Lisa Boyer has offered tanning services to her customers at Hair Care Center and Tanning Salon in Sturgis for at least ten years, but after the Sturgis Bike Rally she is going to discontinue her services due to a new initiative passed by the federal government.
As of July 1, tanning salons across the country will have to charge customers a 10 percent excise tax for tanning bed and booth sessions to help pay for the new $940 billion Patient Protection and Affordable Care Act (the new 2010 Health Care Bill). An initiative the Congressional Joint Committee on Taxation expects to generate $2.7 billion during the next decade.
A disgruntled Boyer said she first learned about the tax two weeks ago from her accountant and doesn't want to pass the cost onto her customers.
"I can raise my prices but that is unfair just because customers are being taxed on them," said Boyer who has three tanning beds in her salon. "I'm going to have to start putting up notes and ads in the paper telling everyone that I'm discontinuing it."
Boyer said she will join the rest of the Black Hills tanning salons that might lose money and customers due to the new initiative. She said she will lose 15-20 percent of her overall profit after discontinuing her tanning services.
Like Boyer, who realized the cost isn't worth it, Black Hills businesses are becoming more aware of the new tax and are looking at alternatives to keep the higher cost off of customers' shoulders.
Pure Tan owner Sarah Dittman said she will have to pass the cost onto her Spearfish customers but can sell lotion or other tanning products that have free minutes on it to lessen the blow of the tax. She said she has been running specials to allow customers to stock up on minutes before the tax is implemented.
"It's a sin tax," Dittman said. "It's very unfair that they are saying tanning beds are so unhealthy it's a burden on our healthcare system. I think they need to look at the problem with obesity and the issues associated with that more so than tanning beds."
Stacy Cline, co-owner of Sedona Sun Tanning & Day Spa on Jackson Boulevard, created a point system for her customers after the law was passed. For every dollar spent towards tanning minutes, customers get one point, or ten cents, back that they can use towards more minutes.
"Because 10 percent is quite a bit to handle, we figured we wanted to do something for everybody," Cline said.
Jeannie Bourne, Cline's mother and co-owner of Sedona, said they first heard about the new tax when the health bill became law in March. Sedona received a letter in the mail from the Internal Revenue Service on June 18 with information about the new tax.
She said the tax is unfair to tanning salons especially since her salon just opened up in May of 2009.
"I'm sure it will hurt other tanning salons that have been her longer than us," Bourne said. "I know salons are going to have to pass it to their customers."
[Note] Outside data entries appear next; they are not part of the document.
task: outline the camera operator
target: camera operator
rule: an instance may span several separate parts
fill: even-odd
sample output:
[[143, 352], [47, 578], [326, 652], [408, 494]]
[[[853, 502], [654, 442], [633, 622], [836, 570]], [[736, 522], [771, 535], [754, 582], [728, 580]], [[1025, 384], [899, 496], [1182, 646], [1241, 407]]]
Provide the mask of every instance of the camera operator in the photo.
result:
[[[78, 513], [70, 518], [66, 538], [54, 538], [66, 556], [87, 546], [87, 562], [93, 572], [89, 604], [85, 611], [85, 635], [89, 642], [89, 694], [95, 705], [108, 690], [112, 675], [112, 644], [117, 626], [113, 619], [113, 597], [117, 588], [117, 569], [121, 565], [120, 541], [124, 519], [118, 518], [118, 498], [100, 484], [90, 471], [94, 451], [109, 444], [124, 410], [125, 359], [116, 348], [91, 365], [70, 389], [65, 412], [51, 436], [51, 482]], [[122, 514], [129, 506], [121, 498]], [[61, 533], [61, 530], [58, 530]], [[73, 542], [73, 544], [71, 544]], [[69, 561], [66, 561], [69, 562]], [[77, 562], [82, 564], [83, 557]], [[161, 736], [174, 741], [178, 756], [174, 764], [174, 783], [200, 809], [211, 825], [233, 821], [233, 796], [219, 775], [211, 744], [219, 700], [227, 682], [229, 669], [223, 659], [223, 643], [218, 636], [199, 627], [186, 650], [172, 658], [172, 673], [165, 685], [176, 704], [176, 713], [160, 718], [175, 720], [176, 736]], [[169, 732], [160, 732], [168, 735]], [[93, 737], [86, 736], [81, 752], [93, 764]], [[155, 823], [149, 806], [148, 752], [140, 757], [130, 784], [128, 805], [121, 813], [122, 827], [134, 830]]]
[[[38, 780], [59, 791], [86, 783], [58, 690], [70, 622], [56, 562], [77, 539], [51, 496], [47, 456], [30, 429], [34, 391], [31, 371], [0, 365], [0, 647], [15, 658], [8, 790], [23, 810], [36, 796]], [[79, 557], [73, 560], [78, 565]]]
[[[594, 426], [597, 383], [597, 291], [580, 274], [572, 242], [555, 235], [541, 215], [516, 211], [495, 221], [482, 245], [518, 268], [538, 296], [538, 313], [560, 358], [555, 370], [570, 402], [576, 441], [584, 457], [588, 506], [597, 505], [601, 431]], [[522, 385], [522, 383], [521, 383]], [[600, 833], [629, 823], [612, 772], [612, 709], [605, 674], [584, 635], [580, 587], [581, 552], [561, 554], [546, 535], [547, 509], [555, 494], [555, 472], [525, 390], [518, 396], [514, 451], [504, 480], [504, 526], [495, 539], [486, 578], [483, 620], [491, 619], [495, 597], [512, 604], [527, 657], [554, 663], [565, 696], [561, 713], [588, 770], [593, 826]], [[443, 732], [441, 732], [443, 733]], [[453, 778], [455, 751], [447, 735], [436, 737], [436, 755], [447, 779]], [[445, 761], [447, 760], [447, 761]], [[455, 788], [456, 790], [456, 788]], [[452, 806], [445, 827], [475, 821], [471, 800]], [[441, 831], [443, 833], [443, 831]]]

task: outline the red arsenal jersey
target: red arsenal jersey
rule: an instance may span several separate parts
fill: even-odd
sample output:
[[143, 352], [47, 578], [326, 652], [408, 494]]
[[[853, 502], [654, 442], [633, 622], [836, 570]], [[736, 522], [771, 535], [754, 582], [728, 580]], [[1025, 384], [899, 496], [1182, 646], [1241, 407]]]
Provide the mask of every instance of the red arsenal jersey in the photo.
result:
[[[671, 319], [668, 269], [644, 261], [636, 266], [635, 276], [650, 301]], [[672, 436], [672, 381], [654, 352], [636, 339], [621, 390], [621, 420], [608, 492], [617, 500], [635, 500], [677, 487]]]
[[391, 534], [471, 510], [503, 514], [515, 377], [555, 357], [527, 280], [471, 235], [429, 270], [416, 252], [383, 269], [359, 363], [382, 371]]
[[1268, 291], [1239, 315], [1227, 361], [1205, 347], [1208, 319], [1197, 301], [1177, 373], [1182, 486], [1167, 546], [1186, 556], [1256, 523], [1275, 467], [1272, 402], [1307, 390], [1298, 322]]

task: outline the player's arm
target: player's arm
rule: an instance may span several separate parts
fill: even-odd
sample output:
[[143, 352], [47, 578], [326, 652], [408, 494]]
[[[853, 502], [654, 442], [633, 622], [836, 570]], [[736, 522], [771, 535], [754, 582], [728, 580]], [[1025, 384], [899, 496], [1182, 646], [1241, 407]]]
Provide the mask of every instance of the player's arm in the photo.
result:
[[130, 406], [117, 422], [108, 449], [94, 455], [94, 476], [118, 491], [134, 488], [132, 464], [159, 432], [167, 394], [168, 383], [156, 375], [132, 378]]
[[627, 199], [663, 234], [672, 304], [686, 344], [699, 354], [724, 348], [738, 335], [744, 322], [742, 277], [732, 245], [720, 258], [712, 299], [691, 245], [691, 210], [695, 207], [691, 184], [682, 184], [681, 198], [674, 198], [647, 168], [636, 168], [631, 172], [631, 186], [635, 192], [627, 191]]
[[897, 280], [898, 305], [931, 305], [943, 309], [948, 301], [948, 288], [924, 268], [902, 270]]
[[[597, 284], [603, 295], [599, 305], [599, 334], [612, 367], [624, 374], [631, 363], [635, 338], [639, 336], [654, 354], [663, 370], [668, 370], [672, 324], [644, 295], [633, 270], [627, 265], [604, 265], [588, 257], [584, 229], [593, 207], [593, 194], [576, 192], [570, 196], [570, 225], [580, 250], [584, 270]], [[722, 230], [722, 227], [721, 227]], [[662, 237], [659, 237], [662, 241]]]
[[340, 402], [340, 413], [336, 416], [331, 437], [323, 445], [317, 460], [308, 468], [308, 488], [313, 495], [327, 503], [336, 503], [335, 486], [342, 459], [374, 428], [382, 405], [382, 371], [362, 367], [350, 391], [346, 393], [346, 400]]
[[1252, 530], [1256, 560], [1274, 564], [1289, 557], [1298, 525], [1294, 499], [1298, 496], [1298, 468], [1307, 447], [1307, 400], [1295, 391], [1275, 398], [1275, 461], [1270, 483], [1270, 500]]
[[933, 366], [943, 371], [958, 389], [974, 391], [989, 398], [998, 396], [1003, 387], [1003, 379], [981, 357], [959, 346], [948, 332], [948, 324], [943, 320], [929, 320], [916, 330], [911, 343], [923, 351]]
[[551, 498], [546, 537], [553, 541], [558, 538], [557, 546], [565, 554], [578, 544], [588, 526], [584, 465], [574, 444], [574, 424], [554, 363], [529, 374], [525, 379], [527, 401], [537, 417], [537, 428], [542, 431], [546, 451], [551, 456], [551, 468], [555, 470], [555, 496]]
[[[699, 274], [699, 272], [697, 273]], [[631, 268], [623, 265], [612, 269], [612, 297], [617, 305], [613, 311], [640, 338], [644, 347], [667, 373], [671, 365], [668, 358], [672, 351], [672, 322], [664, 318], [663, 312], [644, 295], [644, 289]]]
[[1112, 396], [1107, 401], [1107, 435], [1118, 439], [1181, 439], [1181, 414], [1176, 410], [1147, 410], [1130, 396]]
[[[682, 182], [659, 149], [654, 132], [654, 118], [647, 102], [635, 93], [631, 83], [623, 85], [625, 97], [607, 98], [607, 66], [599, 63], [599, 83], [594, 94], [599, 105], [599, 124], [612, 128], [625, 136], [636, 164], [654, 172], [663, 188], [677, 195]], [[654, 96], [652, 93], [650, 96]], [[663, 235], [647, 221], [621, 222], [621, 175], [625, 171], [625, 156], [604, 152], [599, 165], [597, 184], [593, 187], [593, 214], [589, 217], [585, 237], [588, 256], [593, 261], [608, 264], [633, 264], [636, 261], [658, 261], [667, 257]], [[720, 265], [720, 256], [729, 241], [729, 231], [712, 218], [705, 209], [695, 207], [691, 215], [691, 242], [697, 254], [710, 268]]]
Before walking into Tan World on E. St. Patrick St, Natalie Slack said the tax may not be fair for the salon but understands passing it onto the consumers.
Slack, a 25-year-old that tans about twice a month, said she probably won't stop tanning after the tax is implemented since ten percent won't be that big of a deal to consumers after awhile.
"It's like when the power company raised their prices so high," she said referring to the increase by Black Hills Power. "It seems drastic, but eventually I think people will get over it."
24-year-old Nicole Martin said taxing tanning salons isn't that necessary.
"I think they could use it on something better like taxing cigarettes or tobacco more," Martin said.
As tanning salons will see a change July 1, "qualified" fitness facilities that offer tanning services will not have to charge the additional 10 percent tax.
The IRS explains that tanning services in these facilities are "incidental" and it is difficult to separate out the cost of the tanning service from other services at the fitness center, so the tax is not imposed.
Boyer said the exemption is ridiculous.
"I don't think it's fair," she said. "If they are going to tax one entity then they should all be taxed."
The Indoor Tanning Association, who has about 380 registered member salons throughout the country, worked hard to keep the tax from passing.
John Overstreet, ITA executive director, said the exemptions could hurt tanning salons as fitness facilities could lure their customers with not having to pay the tax.
"It singles out one segment of the business," he said. "If you get a sun tan at a health club does that mean it's healthy?"
With health playing a large role in the determining factor of implementing the tax, Dr. Lycia Scott, a Dermatologist at the Skin Institute in the Rapid City Medical Center, said this is a win for the health industry.
She said that several studies indicate a 75 percent increased risk of melanoma for those who are exposed to UV radiations from indoor tanning.
"The last time I read there are more than 2 million teenagers using tanning beds in the U.S.," Scott said. "If they can target that money into healthcare, it's a positive step to pay for health damage and diseases that occur from tanning beds. This tax is a big step in raising awareness of the harmful effects of tanning."
She said avid tanners should look to spray on or airbrush tans because there are no harmful effects of UV radiation and the new tax doesn't apply to them.
As the new tax comes during the slowest time for tanning salons Overstreet thinks the tax won't last long.
"I would love to see the tax repealed," Overstreet said. "I'm openly optimistic that it will be. I don't think it will achieve the revenue they projected."